Soon after, he was back at the Columbus airport, slowly climbing the steps to his personal jet. He was alone, holding a black umbrella as a light rain fell. There was a heaviness to his ascent.
Hours after that, Trump sat on the lavish dais, decorated with pale roses and white orchids, with his arms tightly folded as the glittering elite of New York repeatedly laughed at him. The dinner's chairman, Alfred E. Smith IV, lashed out at Trump in a series of cutting jokes. Clinton went even further, hitting all of the topics that she knows get under Trump's skin.
“Donald looks at the Statue of Liberty and sees a 'four.' Maybe a 'five' if she loses the torch and tablet and changes her hair,” Clinton said, as the crowd laughed and former New York mayor Rudolph W. Giuliani mouthed, “What?” Trump, his arms folded, cocked his head to the side and smirked, as his wife looked elegantly pained.
A few minutes later, Clinton said: “Maybe you saw Donald dismantle his prompter the other day, and I get that. They're hard to keep up with, and I'm sure it's even harder when you're translating from the original Russian.”
Trump smiled and rocked in his seat, his face looking just slightly redder than usual.
Clinton recognized former New York mayor Michael Bloomberg, saying it was a shame he didn't speak because “I'm curious to hear what a billionaire has to say,” taking a swipe at Trump's likely exaggerated net worth.

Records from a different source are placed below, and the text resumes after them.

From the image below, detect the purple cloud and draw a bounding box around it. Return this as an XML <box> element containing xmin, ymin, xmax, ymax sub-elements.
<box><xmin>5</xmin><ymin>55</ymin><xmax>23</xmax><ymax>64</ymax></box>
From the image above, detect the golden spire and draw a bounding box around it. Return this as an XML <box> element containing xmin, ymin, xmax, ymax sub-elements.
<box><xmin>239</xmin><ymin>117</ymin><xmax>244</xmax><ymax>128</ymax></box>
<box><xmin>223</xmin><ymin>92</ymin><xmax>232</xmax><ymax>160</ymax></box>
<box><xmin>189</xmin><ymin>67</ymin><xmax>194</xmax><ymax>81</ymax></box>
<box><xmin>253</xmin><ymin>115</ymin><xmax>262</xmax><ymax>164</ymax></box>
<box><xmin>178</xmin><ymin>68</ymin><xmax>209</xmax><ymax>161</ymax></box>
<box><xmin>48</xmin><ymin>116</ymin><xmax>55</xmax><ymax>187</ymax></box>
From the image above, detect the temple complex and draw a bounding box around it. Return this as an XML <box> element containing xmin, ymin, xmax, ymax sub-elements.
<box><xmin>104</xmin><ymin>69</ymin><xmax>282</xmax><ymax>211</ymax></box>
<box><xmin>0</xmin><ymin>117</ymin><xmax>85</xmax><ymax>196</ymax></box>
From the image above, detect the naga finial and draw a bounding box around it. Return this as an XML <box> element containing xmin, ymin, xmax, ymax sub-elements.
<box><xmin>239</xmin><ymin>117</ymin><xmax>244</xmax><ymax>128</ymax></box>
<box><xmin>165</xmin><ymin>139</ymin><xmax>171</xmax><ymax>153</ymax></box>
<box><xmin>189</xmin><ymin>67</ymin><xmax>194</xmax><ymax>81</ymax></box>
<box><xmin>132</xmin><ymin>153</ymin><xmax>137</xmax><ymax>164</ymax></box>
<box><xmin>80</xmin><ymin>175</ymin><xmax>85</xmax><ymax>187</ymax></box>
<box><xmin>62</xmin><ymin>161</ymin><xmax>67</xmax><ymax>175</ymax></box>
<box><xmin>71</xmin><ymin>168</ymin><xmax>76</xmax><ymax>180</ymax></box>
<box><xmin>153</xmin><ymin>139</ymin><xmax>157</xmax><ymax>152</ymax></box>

And she gave a shout-out to Trump's campaign manager, Kellyanne Conway, saying: “She's working day and night for Donald and because she's a contractor, he's probably not even going to pay her.” Conway, who has become subtly critical of her boss, quoted Clinton in a tweet and wrote: “A shout out from @HillaryClinton at #AlSmithDinner.”
Clinton shares stage with Trump at Alfred E. Smith Memorial Foundation Dinner
As Clinton finished speaking, she received a standing ovation from many in the crowd. Trump clapped, then briefly stood, then sat down again, as if unsure what to do. Lip-readers caught him telling her that she did a good job. As the dinner ended, Trump shook hands with some of the others on the stage, while a line of people wanting to talk with Clinton grew. After a few minutes, Trump and his wife made their way toward the exit.
Before ducking out, Trump flashed the crowd a thumbs up.